Quelles règles les IFD doivent-elles suivre?

Les gouvernements et les entreprises qui obtiennent un prêt ou reçoivent des fonds d’une IFD pour un projet de développement doivent respecter les lois nationales du pays où le projet se déroule – y compris les obligations de ce pays en matière de droits humains. Plusieurs pays donateurs comptent aussi des lois concernant l’utilisation de leurs fonds de financement du développement dans d’autres pays. L’Allemagne, par exemple, dispose d’une politique nationale exigeant que les droits humains soient protégés dans le cadre de ses financements bilatéraux ou multilatéraux du développement.

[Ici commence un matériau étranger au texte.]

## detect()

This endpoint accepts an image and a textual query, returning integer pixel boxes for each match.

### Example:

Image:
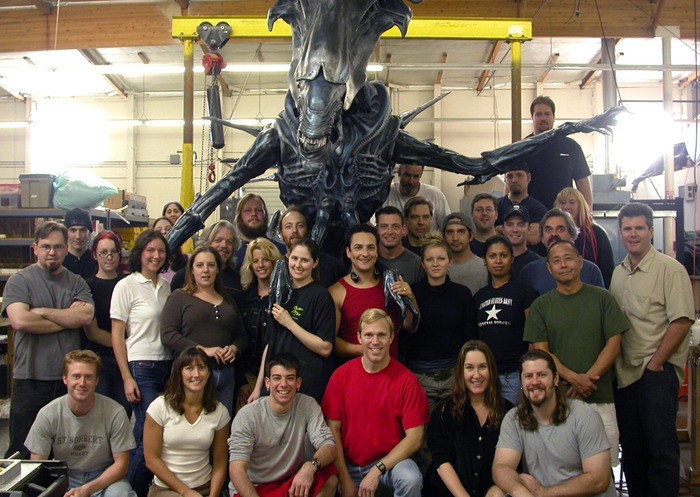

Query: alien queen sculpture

[168,0,621,253]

De plus, plusieurs IFD ont élaboré leurs propres normes environnementales et sociales.   Ces politiques sont souvent appelées politiques de « sauvegarde » car elles visent à protéger – ou sauvegarder – les communautés touchées par le projet. Les politiques de sauvegarde des IFD varient d’une institution à l’autre, mais elles ont en commun, entre autres, des exigences relatives aux évaluations d’impact environnemental, à l’accès à l’information ou des protocoles à suivre en cas de réinstallation ou pour protéger les droits des peuples autochtones.

Si certaines IFD ont fait de grands progrès dans l’élaboration de garanties sociales et environnementales, en général, les politiques de sauvegarde des DFI ne protègent pas suffisamment les droits humains des communautés. Les sauvegardes peuvent toutefois donner aux communautés un moyen puissant d’exiger le respect de leurs droits.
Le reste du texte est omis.